Thursday, January 31, 2008

How many webmasters does it take to change a light bulb or fix a tap handle?

Sign on library tap. Photo by  Paul HagonThe January meeting of the Web Standards Group in Canberra today featured discussion of light bulbs and the design of the tap handles in the National Library of Australia toilets.
Geoff Dibley talked about the design of search facilities for the Department of Agriculture, Fisheries and Forestry (DAFF). He was previously at Geoscience Australia and brought an insightfully analytical approach to the issue.

Geoff started by relating the problems of finding a specific sort of light bulb on a home shopping web site. It turned out that products for the sight had been categorized according to where they were located in a physical supermarket, which did not help the online shopper.

A little humor was injected by one audience member commenting they were from Customs, where "internal search" had a very different meaning from the web use of the term.

Paul Hagon, talked about the redesign and search analysis of Picture Australia's site. He started with a photo of the instructions above the tap handle in the toilets at the library. This is the same tap handle I photographed, commented to NLA about and used in my web design lectures at ANU, as an example of what not to do. The point of this, as Paul pointed out, the large set of instructions indicate that the interface needs to be made simpler: be it a tap handle or web search facility.

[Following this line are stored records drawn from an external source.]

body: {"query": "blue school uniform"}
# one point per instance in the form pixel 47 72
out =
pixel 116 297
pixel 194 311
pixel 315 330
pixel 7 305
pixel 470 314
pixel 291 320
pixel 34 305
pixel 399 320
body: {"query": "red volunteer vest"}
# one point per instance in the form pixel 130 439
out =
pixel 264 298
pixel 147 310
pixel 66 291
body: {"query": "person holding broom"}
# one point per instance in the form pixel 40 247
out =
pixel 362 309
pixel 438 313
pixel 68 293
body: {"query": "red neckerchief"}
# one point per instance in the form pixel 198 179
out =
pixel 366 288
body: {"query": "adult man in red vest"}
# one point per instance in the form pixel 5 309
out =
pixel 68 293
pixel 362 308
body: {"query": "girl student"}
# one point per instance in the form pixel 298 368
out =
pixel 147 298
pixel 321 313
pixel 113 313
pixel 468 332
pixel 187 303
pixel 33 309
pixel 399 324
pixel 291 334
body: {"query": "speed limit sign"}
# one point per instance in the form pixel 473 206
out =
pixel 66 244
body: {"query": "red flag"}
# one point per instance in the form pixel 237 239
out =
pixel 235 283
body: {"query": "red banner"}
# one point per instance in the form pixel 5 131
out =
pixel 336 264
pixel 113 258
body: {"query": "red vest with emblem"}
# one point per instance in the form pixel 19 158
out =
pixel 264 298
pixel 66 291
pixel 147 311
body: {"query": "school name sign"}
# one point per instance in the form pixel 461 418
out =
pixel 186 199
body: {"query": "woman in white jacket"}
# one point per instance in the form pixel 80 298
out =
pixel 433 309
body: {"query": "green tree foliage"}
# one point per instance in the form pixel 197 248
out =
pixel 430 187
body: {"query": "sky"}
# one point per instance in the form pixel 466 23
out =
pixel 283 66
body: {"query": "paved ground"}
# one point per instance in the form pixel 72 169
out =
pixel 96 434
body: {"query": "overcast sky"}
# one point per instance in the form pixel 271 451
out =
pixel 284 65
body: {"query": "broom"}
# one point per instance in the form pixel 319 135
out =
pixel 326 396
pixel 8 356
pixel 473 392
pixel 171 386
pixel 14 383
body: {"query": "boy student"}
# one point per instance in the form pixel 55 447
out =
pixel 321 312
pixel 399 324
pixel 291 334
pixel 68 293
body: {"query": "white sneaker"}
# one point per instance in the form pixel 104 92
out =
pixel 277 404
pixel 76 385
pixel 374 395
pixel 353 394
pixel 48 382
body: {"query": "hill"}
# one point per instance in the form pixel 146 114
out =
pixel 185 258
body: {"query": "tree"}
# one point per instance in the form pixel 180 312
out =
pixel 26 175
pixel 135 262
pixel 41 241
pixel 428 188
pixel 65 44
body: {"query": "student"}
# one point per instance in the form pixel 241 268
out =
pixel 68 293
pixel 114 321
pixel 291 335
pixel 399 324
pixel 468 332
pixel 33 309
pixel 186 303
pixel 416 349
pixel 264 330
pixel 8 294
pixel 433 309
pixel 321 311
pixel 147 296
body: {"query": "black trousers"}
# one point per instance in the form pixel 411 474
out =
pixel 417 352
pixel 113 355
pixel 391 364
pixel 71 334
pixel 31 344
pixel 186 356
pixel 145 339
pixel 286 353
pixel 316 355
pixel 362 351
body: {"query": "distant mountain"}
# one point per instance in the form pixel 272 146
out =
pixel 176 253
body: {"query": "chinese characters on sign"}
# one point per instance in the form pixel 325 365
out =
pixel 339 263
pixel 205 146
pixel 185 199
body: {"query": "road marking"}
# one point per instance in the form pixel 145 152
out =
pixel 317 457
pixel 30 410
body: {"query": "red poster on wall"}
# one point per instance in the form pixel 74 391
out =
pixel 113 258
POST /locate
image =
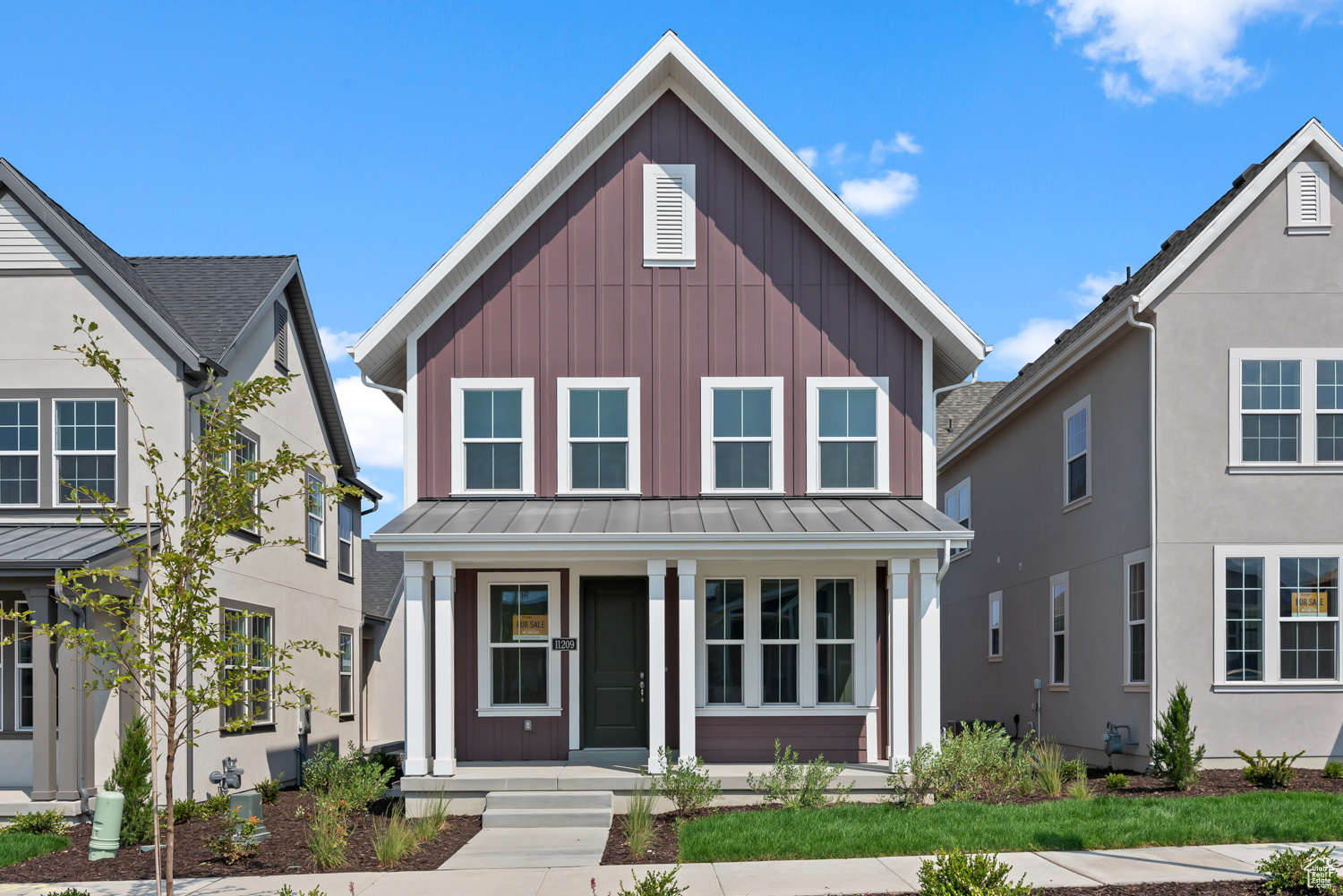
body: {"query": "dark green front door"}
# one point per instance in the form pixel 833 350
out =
pixel 614 646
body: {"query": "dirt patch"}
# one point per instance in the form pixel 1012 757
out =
pixel 284 852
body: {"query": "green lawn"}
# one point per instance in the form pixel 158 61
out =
pixel 16 848
pixel 1103 823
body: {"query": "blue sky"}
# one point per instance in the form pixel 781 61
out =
pixel 1017 156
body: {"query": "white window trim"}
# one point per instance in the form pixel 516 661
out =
pixel 485 694
pixel 652 258
pixel 1088 452
pixel 883 386
pixel 776 430
pixel 1068 648
pixel 1138 558
pixel 528 387
pixel 1308 413
pixel 35 453
pixel 752 654
pixel 1296 225
pixel 56 455
pixel 1272 683
pixel 564 384
pixel 996 597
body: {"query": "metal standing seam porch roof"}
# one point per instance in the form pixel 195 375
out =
pixel 652 517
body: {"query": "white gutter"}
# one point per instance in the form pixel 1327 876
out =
pixel 1133 301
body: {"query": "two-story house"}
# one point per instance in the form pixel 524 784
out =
pixel 671 434
pixel 1197 408
pixel 172 322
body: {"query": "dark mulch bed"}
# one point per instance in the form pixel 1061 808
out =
pixel 284 852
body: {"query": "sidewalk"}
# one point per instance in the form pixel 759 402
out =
pixel 808 877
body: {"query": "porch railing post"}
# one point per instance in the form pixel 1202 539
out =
pixel 416 672
pixel 445 742
pixel 900 652
pixel 657 662
pixel 685 657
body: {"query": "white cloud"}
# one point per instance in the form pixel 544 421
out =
pixel 336 341
pixel 902 142
pixel 880 195
pixel 373 423
pixel 1176 46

Paul had useful advice, backed up by statistics. Most users only enter one, two or three keywords for a search, they do not use advanced searches. The experts who ask for complex search facilities only make up a tiny fraction of users, make them a specialist search page, if you must. About a third of referrals come from public search engines, so make sure they can easily index your content. Items in the news suddenly become popular and you need to be able to direct readers to these. The topics may come from the international media, not just local.

One surprise was that one quarter of queries on the DAFF web site were about jobs. This is something agencies usually hide away in a sub menu, but perhaps need to make more prominent. It may also suggest that the Australian Government should take a more coordinated approach to providing job information.

ps: I asked Paul if his tap handle photo was indexed on Picture Australia. He said not yet, but may be in a few days as it is on Flicker and that is now included. But there are some tap handles already in the database.

1 comment:

Unknown said...

Tom - hope you enjoyed the talk. I've added the tap photo to Picture Australia so it will appear there soon.